Illustrated by this answer, I came up a simpler construction: begin with 3 numbers $\kappa\leq\lambda\leq\delta$, we can consider two disjoint set $V_1, V_2$, where $|V_1|=|V_2|=\delta+1$, then construct two complete graph on it respectively, i.e. $K_{\delta+1}[V_1]+K_{\delta+1}[V_2]$, which makes minimum degree is $\delta$. Then choose two subsets $X\subset V_1, Y\subset V_2$ where $|X|=\lambda\geq |Y|=\kappa$, and choose a surjection $f:X\to Y$ (those are all arbitary), join all vertices $x\in X$ to $f(x)$, that is add $\kappa$ edges $E'=\{\{x,f(x)\}|x\in X\}$. Now what we need is the graph
$$G=(V_1\sqcup V_2,E), E=E(K_{\delta+1}[V_1])\sqcup E(K_{\delta+1}[V_2])\sqcup E'.$$
It's easy to show that $\kappa(G)=\kappa, \lambda(G)=\lambda, \delta(G)=\delta$: given two vertices $u\in V_1, v\in V_2$ there are at most $\kappa$ internal disjoint $uv$-path and at most $\lambda$ edge disjoint $uv$-path, and there exists a vertex whose degree is $\delta$.
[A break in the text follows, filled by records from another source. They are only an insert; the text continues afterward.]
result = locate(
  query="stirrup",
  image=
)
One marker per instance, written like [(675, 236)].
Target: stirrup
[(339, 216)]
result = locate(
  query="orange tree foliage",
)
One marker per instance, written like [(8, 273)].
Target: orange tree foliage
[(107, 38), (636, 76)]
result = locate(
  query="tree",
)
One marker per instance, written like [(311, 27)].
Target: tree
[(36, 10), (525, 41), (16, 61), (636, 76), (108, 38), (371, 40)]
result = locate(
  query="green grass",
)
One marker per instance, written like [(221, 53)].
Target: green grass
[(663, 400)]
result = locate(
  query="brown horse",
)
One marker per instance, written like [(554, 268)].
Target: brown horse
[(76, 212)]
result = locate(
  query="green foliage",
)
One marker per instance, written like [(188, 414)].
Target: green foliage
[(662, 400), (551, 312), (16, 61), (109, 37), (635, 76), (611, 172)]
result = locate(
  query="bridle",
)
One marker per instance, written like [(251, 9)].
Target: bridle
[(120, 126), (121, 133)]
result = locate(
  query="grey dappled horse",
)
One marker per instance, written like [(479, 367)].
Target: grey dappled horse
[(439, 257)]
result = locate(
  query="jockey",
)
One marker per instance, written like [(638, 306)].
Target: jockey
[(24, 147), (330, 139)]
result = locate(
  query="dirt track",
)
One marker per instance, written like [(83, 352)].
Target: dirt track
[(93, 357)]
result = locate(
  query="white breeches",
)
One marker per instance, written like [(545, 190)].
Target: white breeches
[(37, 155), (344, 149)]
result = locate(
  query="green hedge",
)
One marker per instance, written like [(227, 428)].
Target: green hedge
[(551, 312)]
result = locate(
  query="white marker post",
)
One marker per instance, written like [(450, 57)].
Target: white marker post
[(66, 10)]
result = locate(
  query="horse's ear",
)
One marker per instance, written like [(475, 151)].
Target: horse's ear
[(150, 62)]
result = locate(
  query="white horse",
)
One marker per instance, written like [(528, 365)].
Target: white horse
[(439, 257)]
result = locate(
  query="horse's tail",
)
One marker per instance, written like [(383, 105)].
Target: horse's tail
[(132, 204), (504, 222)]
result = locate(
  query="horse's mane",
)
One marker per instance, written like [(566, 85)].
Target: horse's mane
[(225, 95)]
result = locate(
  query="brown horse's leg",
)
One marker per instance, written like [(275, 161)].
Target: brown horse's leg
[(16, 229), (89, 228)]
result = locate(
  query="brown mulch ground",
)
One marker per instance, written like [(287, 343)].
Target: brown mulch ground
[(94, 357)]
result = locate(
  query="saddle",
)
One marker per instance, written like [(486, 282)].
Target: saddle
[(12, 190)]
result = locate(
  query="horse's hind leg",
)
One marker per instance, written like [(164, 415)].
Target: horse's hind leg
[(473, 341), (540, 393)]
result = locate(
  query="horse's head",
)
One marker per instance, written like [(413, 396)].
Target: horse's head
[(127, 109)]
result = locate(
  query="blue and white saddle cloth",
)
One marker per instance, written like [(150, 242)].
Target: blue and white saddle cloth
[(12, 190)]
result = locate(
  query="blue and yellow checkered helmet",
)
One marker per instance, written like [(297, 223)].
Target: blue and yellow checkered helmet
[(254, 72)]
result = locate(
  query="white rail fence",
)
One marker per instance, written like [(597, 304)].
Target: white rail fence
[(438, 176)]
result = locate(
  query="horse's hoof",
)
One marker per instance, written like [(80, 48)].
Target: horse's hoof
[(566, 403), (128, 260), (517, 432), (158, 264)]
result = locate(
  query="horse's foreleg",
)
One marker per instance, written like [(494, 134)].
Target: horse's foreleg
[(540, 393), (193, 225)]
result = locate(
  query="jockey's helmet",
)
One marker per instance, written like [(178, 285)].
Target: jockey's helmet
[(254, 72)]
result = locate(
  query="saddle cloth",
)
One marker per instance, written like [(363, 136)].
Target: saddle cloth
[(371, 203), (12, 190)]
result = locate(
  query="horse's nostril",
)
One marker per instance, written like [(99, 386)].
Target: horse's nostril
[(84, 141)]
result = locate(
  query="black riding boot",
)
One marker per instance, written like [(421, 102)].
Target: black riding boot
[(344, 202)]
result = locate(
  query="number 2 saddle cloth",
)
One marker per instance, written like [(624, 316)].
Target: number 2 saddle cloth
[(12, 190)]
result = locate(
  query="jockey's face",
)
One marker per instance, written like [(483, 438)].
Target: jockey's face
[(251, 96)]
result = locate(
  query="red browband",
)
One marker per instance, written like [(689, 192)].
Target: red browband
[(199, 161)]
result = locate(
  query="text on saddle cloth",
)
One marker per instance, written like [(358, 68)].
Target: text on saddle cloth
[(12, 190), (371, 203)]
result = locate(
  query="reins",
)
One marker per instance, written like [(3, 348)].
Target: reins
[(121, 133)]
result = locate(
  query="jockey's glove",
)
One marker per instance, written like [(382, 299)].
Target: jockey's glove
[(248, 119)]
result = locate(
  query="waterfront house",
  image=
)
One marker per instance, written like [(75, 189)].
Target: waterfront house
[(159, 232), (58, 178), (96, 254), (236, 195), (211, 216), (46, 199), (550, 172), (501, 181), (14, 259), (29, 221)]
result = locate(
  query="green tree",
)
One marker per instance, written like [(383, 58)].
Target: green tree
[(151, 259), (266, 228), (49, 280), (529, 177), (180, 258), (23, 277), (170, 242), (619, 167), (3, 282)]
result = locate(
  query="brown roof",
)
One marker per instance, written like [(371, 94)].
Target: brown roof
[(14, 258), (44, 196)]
At last, $v(G)=2\delta+2, e(G)=\delta(\delta+1)+\kappa$, it's a better construction than 1.
Let $V_1=\{1,\cdots,\delta+1\}, V_2=\{\delta+2,\cdots,2\delta+2\}, f(i)=\delta+1+\min(i,\kappa) (1\leq i\leq \lambda)$, we can use Mathematica to visualize it:
{\[Kappa], \[Lambda], \[Delta]} = {5, 5, 5};(*Need \[Kappa]<=\[Lambda]<=\[Delta]*)
f[i_] := If[1 <= i <= \[Lambda], Min[\[Delta] + 1 + i, \[Delta] + 1 + \[Kappa]]];
bipolyCoord[n_] := Join[Table[ReIm[-E^(-2 Pi i I/n) - 1.5], {i, n}], Table[ReIm[E^(2 Pi i I/n) + 1.5], {i, n}]];
G = EdgeAdd[GraphDisjointUnion[CompleteGraph[\[Delta] + 1], CompleteGraph[\[Delta] + 1]],
Table[i <-> f[i], {i, \[Lambda]}], VertexCoordinates -> bipolyCoord[\[Delta] + 1], VertexLabels -> Automatic]
{VertexConnectivity, EdgeConnectivity, Min@VertexDegree[#] &}[G] // Through
where I show $V_1,V_2$ on vertices of two regular $(\delta+1)$-polygon.